Garment City may not fully exploit GSP Plus

| By the time project completes, half of 10-year EU duty-free access would have expired | 234,000 jobs, $2.5b exports, $7b contribution to GDP envisioned

LAHORE - The proposed garment city in Sheikhupura is projected to help Pakistan benefit from the free market access to the EU countries by enhancing its textile export share, which is mere 1.68 percent of the global market due to lack of institutional support.
With half of 12 billion cotton bales going out of the country unprocessed, the timely completion of garment city – renamed as Punjab Apparel Park – could be a step forward to enhance value addition capacity. At the moment, the country’s 250 textile processing mills add value to only 6 billion cotton bales while rest of the expensive raw material is exported without textile processing.
However, some industry stakeholders, who want their names not to be mentioned, observed that the garment or the apparel city could be a good, long-term project, but as far exploiting the GSP Plus status, the proposed city will be unable to help improve textile export immediately as the infrastructure and setting up of industrial units will take a long time of five years. Hence half of the duration of the total 10-year duty-free market access period will be lost, they claimed.
Moreover, they said the apparel park may prove to be another white elephant as the authorities have not so far considered the non-availability of thousands of skilled workers required for the industrial city. The management should also plan for preparing a skilled workforce.
According to them, maximum relaxation in import of fabric is needed to take optimum advantage from GSP Plus status as producing high-value garments required availability of a variety of fabric the shortfall of which is presently almost 50%.
On the other hand, industrial experts say that besides increasing foreign exchange, the garment city has a tremendous potential to generate considerable employment with a relatively low investment and less energy consumption. They said it would enable Pakistan to grab major share of textile export market being ceded by China, which is moving away from the clothing industry.
All Pakistan Textile Mills Association Punjab Chairman SM Tanveer said the country is strong, competitive and better than China and India in basic textile which includes yarn, fabric, processing and finished fabric. However, lack of institutional support coupled with a severe energy crisis and poor law and order have held up the industrial growth, he added.
“The proposed apparel park is an attempt to provide proper institutional support to the textile sector where stitching, washing, dying, accessory making, embroidery, labeling and knitting units will operate under one roof and share several facilities,” Tanveer said.

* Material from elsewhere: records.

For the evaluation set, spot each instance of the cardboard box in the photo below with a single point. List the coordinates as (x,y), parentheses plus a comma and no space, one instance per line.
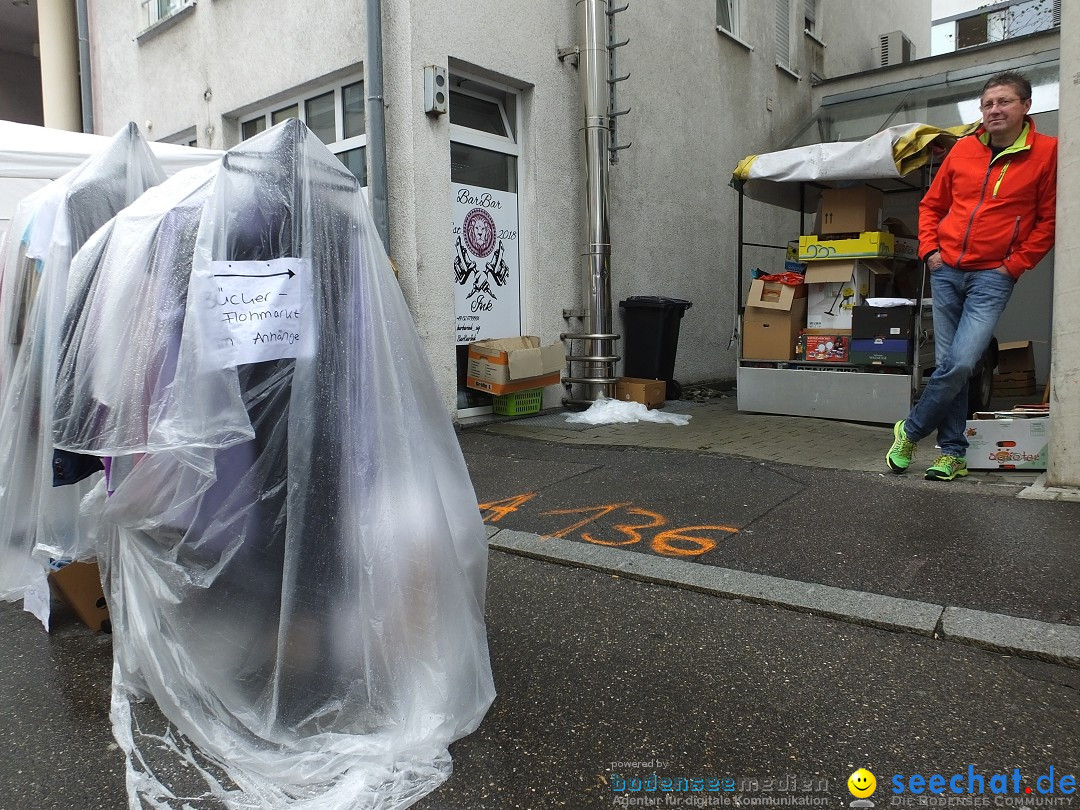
(850,210)
(771,334)
(883,322)
(773,295)
(880,351)
(824,348)
(505,365)
(835,287)
(1008,444)
(79,585)
(1015,356)
(1014,383)
(650,393)
(867,245)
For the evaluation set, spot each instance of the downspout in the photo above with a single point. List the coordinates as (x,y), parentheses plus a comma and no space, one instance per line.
(376,122)
(85,91)
(593,71)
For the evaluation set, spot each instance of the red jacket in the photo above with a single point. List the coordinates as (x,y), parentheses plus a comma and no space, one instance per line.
(982,213)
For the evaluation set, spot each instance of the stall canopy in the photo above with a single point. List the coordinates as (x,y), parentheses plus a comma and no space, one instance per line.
(890,154)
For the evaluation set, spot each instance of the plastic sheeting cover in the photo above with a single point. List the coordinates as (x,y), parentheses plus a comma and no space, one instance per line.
(295,561)
(37,521)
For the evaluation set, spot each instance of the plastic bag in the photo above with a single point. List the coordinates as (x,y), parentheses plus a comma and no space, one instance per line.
(38,521)
(295,559)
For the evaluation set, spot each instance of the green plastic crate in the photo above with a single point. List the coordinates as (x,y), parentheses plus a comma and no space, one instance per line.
(518,403)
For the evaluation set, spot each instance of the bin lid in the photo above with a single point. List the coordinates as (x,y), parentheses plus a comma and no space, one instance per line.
(655,301)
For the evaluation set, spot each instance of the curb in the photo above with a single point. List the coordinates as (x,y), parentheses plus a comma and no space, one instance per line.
(1057,644)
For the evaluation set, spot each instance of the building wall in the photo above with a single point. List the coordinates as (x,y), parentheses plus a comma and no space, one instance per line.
(21,89)
(1064,468)
(851,28)
(700,102)
(244,52)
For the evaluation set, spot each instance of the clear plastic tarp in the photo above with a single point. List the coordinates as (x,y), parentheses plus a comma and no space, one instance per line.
(293,554)
(39,522)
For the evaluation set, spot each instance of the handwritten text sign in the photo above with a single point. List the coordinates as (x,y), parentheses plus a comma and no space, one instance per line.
(260,306)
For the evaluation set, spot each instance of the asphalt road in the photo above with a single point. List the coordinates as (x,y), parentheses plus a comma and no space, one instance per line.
(859,530)
(602,678)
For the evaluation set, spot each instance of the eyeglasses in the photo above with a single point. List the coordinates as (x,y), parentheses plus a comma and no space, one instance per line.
(1002,103)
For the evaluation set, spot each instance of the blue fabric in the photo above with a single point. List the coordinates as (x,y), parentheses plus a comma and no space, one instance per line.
(967,307)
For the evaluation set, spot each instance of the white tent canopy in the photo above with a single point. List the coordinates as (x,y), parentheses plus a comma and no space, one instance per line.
(889,154)
(32,156)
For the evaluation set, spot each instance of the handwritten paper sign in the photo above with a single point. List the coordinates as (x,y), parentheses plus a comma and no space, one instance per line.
(261,308)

The APTMA chief said the planned city is particularly important in the context of Pakistan’s gaining duty-free access to the EU under the GSP+ scheme and the prospects of including readymade garments for export to China under the FTA regime granted by China to the ASEAN countries. He did not discount the hope that trade with India has been liberalising. All of the above need capacity building and new industrial infrastructure for readymade garments industry, he added.
SM Tanveer, who is also heading Punjab Industrial Estate Development and Management Company which is developing the garment city, stated that 1,580 acres of land acquisition process for the city had been started and the court had recently dismissed a stay against the land acquisition while NESPAK had been hired to design infrastructure development. He claimed that the Apparel Park will be operative within one and a half years after the land acquisition process is completed.
 The apparel city, having more than 600 manufacturing units, is expected to create around 234,000 skilled jobs, generate exports worth $2.5 billion and contribute about $7 billion to the country’s GDP.
Mubashir Bashir, Nishat Textiles spokesperson, observed that the project had immense potential to create jobs with comparatively low investment and less energy needs. He said this vital project should be carried out expeditiously.
Jawwad Ch, senior vice chairman of Pakistan Readymade Garment Manufacturers and Exporters Association, said that countries like Vietnam, Cambodia and Indonesia were holding major share in global garments market while Bangladesh and India were also preparing to grab greater share. He suggested that garment cities should also be established in Multan, Rahim Yar Khan, Gujranwala, Jhelum and Rawalpindi.
Sajid Minhas, the vice chairman of the board of management which is running affairs of the Park, said that the proposed city would offer flexibility in producers to compete in a wide variety of garment categories. “If Bangladesh has managed to cross over $20 billion garments export without growing cotton, why Pakistan – a cotton-growing country – could not do so,” he questioned.
Minhas, who is former chairman of Pakistan Readymade Garments Manufacturers and Exporters Association (PRGMEA), said that management board of the garment city is wholly governed by the private sector as not a single bureaucrat has been inducted so as to save the project from the red tape.